I was shown a bed in a room that was like a barn with wooden rafters. You laid down in a sort of hole in the floor in a row like you was being buried except there was nothing on top of you, just a blanket. There was a straw mattress to lie on. Above you was the beams and on the walls there was more writing but it wasn’t in frames, it was printed in big letters. In my room it was all boys, from littl’uns not much more than Tom’s age up to John’s age which was fifteen. There was a trough at one end you could use as a privy but I didn’t want the others to see me. They wanted me to sing a song or say a rhyme or something because that was what new boys did.

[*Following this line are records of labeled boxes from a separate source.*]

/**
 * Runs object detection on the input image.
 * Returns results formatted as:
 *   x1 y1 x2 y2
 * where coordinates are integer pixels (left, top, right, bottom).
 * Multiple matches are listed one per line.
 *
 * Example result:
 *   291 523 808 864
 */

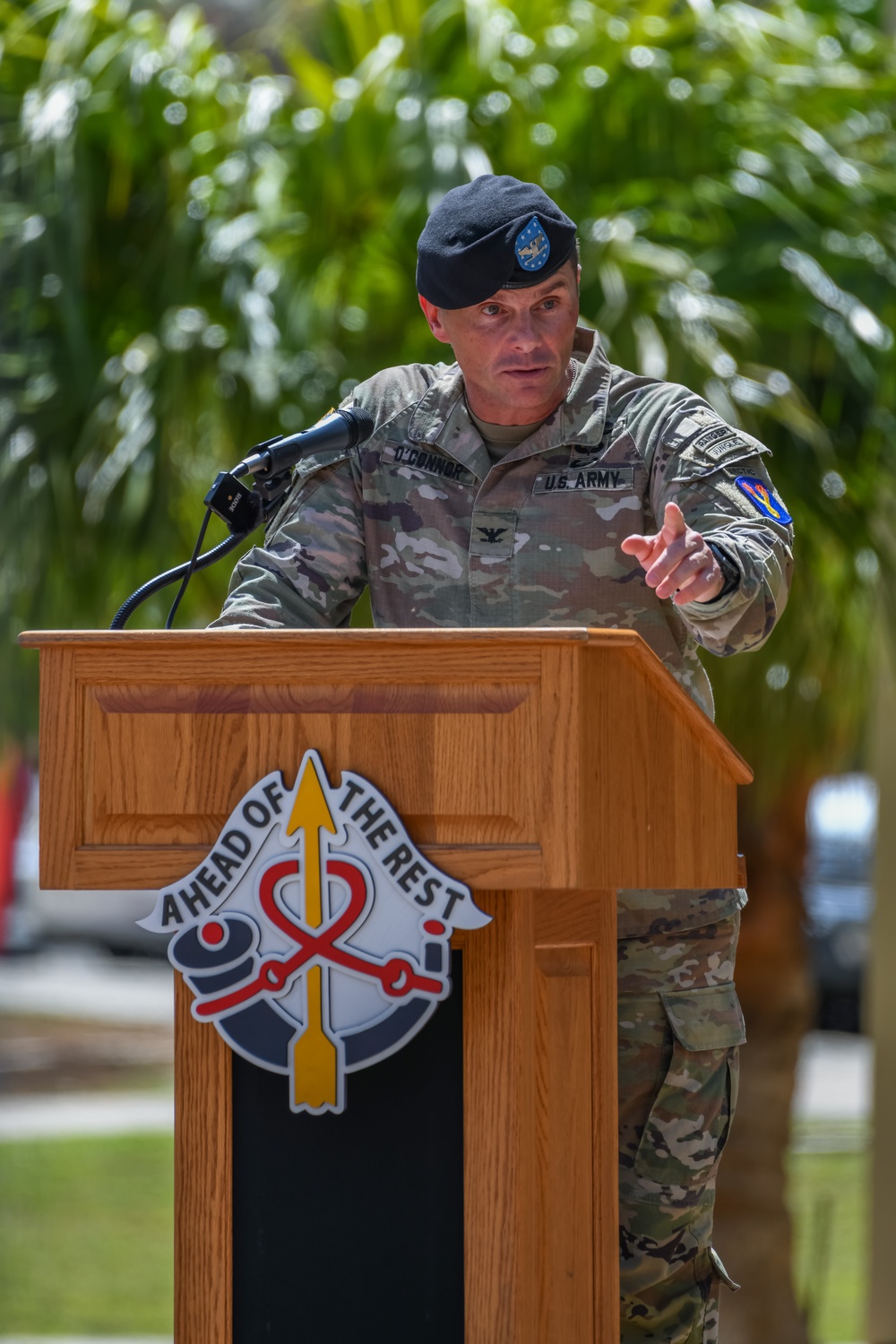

The Master came in and he had a cane so no one moved. His wife, the Matron, she came in too and she had a stick. Mostly the man in charge was a pauper in the workhouse uniform called McInnes and he was given a bit more food to keep order. It was dark when the bell rang in the morning and we all had to get up quick and put our boots on and go to the hall where there was prayers. Then you went to these benches and sat down at a long table for breakfast. And you’d see the girls then, they come in from their corridor, but they were down the other side of the room and you couldn’t talk to them. Breakfast was something in a bowl, they called it ‘skilly’, it was a liquid with oats in it. You just wanted it, you wanted it bad, but there were no spoons or forks. You drank it, then used your hands.